Но надлежит уже нам разрешить прежде предложенную задачу. Почто Златоуст, который в жизни от некоторых был ненавидимь и гонимь, тот же самой по смерьти от всех любимь есть и прославляемь? Всякая страсть есть подобна волнению морскому, которое в своей свирепости все возмущает и поглощает: но потом помалу утихает и успокоивается, и всем плавающим по нему дает путь безбедственный и безопасный. Умер обличительный Праведник. Взирая на смерьть его свирепая гонительная страсть помалу утихает; начинает узнавать и свое заблуждение, и неповинность гонимаго. Утихло волнение пенящияся страсти: и возсияла тишина праведнику благоприятная; ослаб порок, и восторжествовала вдруг добродетель. Смерьть праведника и ему открывает невечерний свет, и слепотствующей страсти дает прозрение.

Обыкновенно мы не узнаем добра, разве когда оное потеряем. Мы ныне читаем Златоуста, и примечаем, что те пороки, противу коих он вооружается, находятся и в нас. Слышим обличительный его глас; но тем более его любим: ибо тем более действительную его силу в сердце своем ощущаем. Понеже по щастию не находимся в том воспалении страсти, в каковом были те люди, коих живый его глас касался. Да хотяб мы были и в сем жаре бедственном; однако противу его обличения никак бы возстать не дерзнули. Ибо вся Церковь, да и весь свет признал истинну его словес и святость его мыслей. А гонители его всеми осуждены и признаны противу совести своей на праведника возставшими. С стороны же Божией заключается в сем премудрое устроение, чтоб мы не страшились сей мнением мира почитаемой несчастливой кончины. Почему она несчастлива? Когда не токмо ревностнаго истинны проповедника увенчавает нетленным венцем славы; но и самыя те уста, которые казались быть смертию заключенны, начинают еще свободнее возглашать, греметь и обличать, нежели как они были в теле одушевленном.
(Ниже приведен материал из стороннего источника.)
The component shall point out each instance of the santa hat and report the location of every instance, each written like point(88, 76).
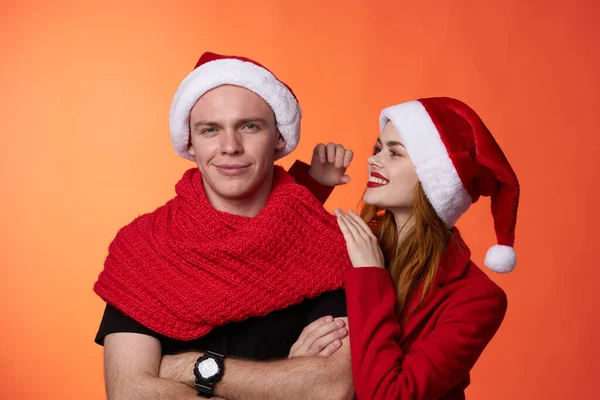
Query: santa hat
point(457, 161)
point(213, 70)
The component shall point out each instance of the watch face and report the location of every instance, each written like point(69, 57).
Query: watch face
point(208, 368)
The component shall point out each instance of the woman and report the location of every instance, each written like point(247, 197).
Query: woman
point(420, 312)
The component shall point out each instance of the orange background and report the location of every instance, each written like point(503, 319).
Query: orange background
point(86, 88)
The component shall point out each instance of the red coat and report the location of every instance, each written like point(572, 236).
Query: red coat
point(429, 356)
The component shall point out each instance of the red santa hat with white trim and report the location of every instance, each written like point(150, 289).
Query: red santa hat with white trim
point(458, 160)
point(214, 70)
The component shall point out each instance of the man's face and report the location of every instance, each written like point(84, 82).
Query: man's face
point(234, 139)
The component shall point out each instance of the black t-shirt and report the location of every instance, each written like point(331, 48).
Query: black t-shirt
point(257, 338)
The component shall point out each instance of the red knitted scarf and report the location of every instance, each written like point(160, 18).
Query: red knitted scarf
point(187, 268)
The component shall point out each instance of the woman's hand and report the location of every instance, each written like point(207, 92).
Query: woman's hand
point(363, 246)
point(329, 164)
point(323, 337)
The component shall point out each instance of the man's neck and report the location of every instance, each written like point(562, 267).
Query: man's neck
point(248, 206)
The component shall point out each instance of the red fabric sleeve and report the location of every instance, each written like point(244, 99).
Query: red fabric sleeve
point(434, 364)
point(299, 171)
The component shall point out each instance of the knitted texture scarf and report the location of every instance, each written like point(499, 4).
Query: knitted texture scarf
point(187, 268)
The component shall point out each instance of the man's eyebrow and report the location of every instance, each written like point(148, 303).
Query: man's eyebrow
point(205, 123)
point(244, 121)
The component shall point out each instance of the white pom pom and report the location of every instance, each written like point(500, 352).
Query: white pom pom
point(501, 259)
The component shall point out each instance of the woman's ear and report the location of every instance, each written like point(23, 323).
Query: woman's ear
point(280, 141)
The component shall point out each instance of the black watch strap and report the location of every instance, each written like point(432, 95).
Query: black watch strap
point(204, 386)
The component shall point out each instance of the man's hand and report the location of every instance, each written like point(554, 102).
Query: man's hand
point(322, 338)
point(329, 164)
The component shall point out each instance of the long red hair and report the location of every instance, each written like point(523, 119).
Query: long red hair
point(412, 260)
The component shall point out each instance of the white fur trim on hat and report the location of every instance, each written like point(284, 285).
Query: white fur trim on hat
point(437, 174)
point(239, 73)
point(501, 259)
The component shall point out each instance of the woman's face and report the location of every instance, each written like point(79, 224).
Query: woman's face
point(392, 175)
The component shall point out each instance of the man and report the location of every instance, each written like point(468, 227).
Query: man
point(233, 268)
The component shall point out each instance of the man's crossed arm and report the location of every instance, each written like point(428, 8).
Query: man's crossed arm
point(134, 371)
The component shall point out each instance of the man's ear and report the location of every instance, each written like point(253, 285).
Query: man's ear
point(280, 141)
point(191, 151)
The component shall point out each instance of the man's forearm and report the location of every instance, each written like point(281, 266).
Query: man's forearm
point(297, 378)
point(151, 388)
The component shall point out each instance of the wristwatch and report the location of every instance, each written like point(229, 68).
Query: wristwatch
point(208, 370)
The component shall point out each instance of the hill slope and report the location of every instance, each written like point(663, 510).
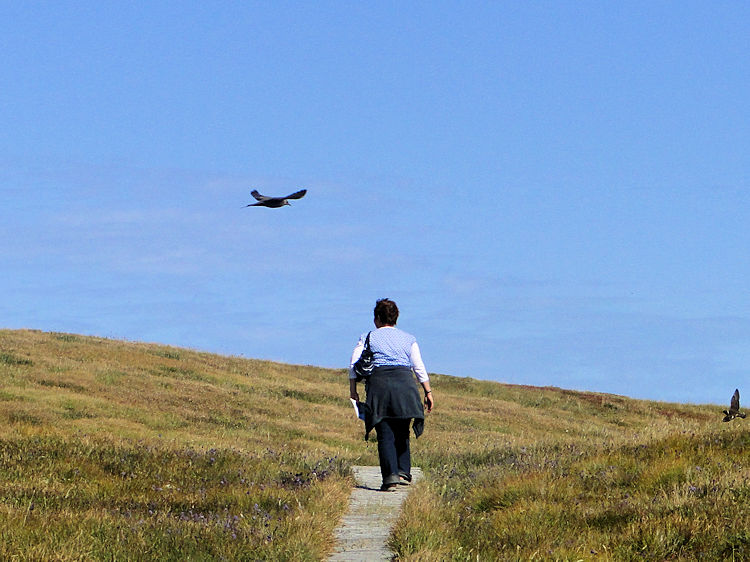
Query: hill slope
point(123, 450)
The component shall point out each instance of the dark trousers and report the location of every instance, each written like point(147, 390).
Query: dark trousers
point(393, 448)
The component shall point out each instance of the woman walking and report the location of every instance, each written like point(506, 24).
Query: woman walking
point(392, 397)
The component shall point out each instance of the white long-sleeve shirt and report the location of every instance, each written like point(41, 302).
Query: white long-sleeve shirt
point(391, 347)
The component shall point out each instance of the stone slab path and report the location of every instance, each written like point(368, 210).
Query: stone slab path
point(364, 530)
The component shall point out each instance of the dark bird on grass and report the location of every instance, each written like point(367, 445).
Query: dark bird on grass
point(274, 202)
point(734, 408)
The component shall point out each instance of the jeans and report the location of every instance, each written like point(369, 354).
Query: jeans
point(393, 448)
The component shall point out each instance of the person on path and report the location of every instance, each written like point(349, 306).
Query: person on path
point(392, 396)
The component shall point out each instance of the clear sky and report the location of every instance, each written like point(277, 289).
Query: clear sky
point(555, 193)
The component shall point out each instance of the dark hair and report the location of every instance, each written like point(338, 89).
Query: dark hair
point(386, 312)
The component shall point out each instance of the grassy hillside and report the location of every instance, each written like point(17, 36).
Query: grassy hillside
point(118, 450)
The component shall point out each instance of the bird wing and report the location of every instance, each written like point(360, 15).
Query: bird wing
point(734, 405)
point(258, 196)
point(296, 195)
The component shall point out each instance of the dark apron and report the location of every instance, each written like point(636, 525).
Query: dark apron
point(392, 393)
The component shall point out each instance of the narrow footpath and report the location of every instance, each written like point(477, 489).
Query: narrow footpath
point(364, 530)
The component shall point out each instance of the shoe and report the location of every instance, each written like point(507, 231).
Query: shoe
point(404, 479)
И так Святаго Златоуста мнимое случившееся ему злоключение довольно прикрыто небесною славою и вечным прославлением. Мы как бы недовольны будучи чтением его писаний, желалиб, чтоб и ныне он возстал, и излил на нас уст своих благодать. Ныне говорю: когда нравы чем развратнее, тем более имеют нужды в Златоустовом духе. Он самым сильным образом и многократно опровергал зрелища, и порицал пристрастившихся к ним. Не нужен ли бы Он был на сии времена, когда к зрелищам столь мы прилепилися, что в них большее находим удовольствие, нежели в самых священных упражнениях?

Но довольно еще оставил для нас Бог средств ко исправлению, естьли токмо оными пользоваться восхощем. Живо всегда слово Божие и действительно, наставления великих учителей для нас не закрыты. Естьли же, по Евангелию, и их не послушаем, то хотяб кто и из мертвых возстал, не имея веры (Лук. 16, 31). Аминь.

Говорено в Златоустове монастыре 1782 года Ноября 13 дня.